By Skottie Young, Filipe Andrade, and Jean-Francois Beaulieu
Reading Rocket Raccoon and Groot is a frustrating experience. That’s arguably true of pretty much every Marvel comic these days, but especially true of this particular book given how ingrained its origins are in the current major problem of Marvel comics these days. A major side-effect of Marvel’s near constant stream of shake-ups, new #1s, and branding exercises is that there’s just no continuity anymore. It’s not just that there’s no continuity in the sense of no real indication of when actions are occurring in connection to one another, like how this book opens with the Guardians of the Galaxy holding a funeral for Rocket and Groot even though they’re IN the Guardians monthly comic. No, the bigger problem is that there’s no consistency, comics are started and stopped with such frequency and seeming randomness that it’s become increasingly hard to invest in the books, mainly because even if it’s a well written and engaging comic, there’s every possibility it’ll just be abruptly ended to be replaced with something completely different. That’s very much the case with Rocket Raccoon and Groot, mainly because the Groot comic that predated it only ran 6 issues before unceremoniously ending and having nothing to do with this new one.

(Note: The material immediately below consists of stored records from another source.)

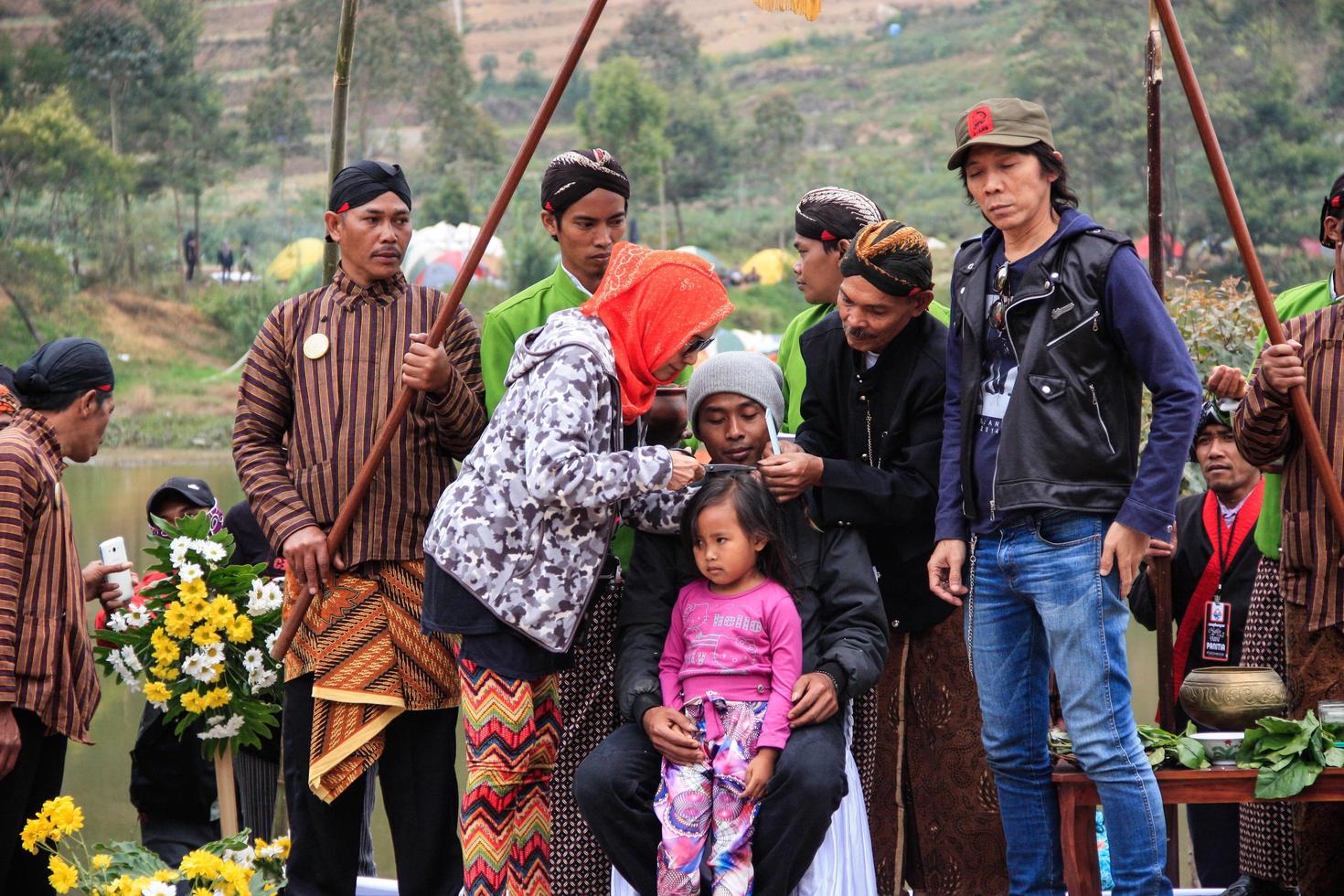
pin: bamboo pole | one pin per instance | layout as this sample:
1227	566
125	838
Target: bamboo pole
1297	397
1161	567
340	108
228	793
464	277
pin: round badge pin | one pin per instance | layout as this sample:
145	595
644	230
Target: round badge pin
316	346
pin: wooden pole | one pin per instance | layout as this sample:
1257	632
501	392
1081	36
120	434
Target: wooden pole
1161	567
1301	410
228	793
464	277
340	108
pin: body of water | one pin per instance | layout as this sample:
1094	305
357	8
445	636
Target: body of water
108	498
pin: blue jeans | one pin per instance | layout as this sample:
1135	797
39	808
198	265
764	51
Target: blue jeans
1040	603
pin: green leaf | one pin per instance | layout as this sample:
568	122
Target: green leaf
1286	782
1189	752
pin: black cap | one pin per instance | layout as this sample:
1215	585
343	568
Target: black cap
194	492
1332	208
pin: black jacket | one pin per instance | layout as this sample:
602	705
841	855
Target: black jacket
895	407
843	630
1192	554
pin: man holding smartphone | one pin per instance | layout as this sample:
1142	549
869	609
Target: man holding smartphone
48	688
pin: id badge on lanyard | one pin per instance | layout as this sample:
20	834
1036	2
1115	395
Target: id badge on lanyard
1218	624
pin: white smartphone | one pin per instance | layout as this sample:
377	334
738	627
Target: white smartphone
113	551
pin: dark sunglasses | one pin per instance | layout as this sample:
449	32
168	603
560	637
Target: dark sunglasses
697	346
1004	288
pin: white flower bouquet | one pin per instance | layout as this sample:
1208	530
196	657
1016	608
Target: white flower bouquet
200	641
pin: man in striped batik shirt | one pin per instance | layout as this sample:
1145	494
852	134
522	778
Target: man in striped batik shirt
1310	555
362	681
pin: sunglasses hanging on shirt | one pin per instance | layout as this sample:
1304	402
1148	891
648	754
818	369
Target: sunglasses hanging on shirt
1004	289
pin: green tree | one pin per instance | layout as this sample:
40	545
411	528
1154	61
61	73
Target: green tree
663	42
279	123
703	149
111	43
626	113
408	59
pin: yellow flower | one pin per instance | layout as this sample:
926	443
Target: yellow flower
63	876
177	623
240	630
197	607
199	864
63	813
34	832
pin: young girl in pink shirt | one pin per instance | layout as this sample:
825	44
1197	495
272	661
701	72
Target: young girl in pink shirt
731	657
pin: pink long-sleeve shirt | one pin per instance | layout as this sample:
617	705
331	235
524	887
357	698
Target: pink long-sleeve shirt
740	646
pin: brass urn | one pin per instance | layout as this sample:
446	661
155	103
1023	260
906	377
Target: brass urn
1232	698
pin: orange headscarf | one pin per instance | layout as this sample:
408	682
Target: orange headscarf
654	303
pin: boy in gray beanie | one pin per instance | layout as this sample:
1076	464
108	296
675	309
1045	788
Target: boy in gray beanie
748	374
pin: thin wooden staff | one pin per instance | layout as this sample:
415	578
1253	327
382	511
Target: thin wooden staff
1161	567
464	277
340	112
1297	397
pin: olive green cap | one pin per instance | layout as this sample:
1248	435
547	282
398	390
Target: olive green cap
1004	121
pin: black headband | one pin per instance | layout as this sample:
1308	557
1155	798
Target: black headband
365	182
575	174
832	214
1332	208
63	367
892	257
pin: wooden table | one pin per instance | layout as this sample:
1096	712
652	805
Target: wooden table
1078	809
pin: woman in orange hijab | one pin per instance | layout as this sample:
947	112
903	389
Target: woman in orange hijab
517	541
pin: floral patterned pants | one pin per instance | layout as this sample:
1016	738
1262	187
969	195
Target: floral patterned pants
706	798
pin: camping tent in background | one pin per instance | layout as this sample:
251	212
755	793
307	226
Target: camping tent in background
720	268
745	340
294	260
436	254
769	265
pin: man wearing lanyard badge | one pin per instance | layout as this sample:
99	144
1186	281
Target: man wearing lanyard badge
1214	559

To Rocket Raccoon and Groot’s credit, it’s at least an interesting read and it’s going to be a real shame when 6 months from now it all just falls apart because Civil War 2 hits the big “new #1s” button. The set-up is a little odd, as mentioned it opens with our main characters missing and presumed dead. Obviously, the two aren’t dead, but something has occurred to tear them apart and alter both significantly, with Rocket losing his memory and becoming a tyrant while Groot has gotten all carved up somehow. Splitting the pair up is a pretty solid pitch, after all it was the crux of the Groot standalone comic and that was decidedly enjoyable, but that’s also what makes the comic feel so pointless. Groot spent 6 issues trying to find and rescue Rocket already and now we’re immediately back to square 0 with a different quest for Rocket and less quality artwork. Who’s to say that in a few issues this whole cycle won’t start all over again with some new comic? It also says a lot that there’s so little in the book to really distract from this line of thinking; in fact, it’s quite the opposite. Books like Hercules and Visions could end just as easily, but they’re at least unique and engaging enough to make you forget about the fickleness of their ongoing status, Rocket Raccoon and Groot can’t help but draw attention to it.
It also doesn’t help that spending so little time with our main characters, most of the book revolves around a weird discount version of them as something adjacent to a joke, really makes this feel like filler. Seriously, there’s no reason to spend the majority of a 22-page comic with Pockets the Possum and Shrub (yes, that’s really their name) when there’s so little to them beyond just being off-brand versions of the title characters. It’s like if Superman relaunched and we spent the majority of the comic following a different super powerful dude around but his name was Special-Man. There just isn’t enough story here to latch onto and what little story there is only serves as a retread of the prior solo series that revolved around these two that was canceled abruptly as part of a bigger event relaunch.
It also doesn’t help that the art is only okay. Filipe Andrade’s style is unique, but ill-suited to this kind of comic. It’s full of a lot of sketchy lines and angular realizations that are reminiscent of Daniel Warren Johnson or James Harren, but they just feel out of place on the allegedly light-hearted “talking animal & his tree friend” comic. The color work by Jean-Francois Beaulieu is, however, an absolute stand out. Beaulieu really gets the right blend of faded background fillers along with bright, vibrant neons that really make space books like this one. He also makes much better use of block and gradient color backgrounds than most and is a very good blender.
It’s possible that event and relaunch fatigue are negatively impacting Rocket Raccoon and Groot, but as stated, there have plenty of other All-New All-Different Marvel titles that one could read without ever even thinking about their impending cancellation and restart. Superhero comics are primarily escapism after all and when they’re done well that escapism can extend to the realities of the books publishing along with life’s various other problems. Rocket Raccoon and Groot just isn’t very good escapism; it can’t escape the realities of being a filler comic on Marvel’s release balance sheet and it really doesn’t escape being a filler comic in its own series.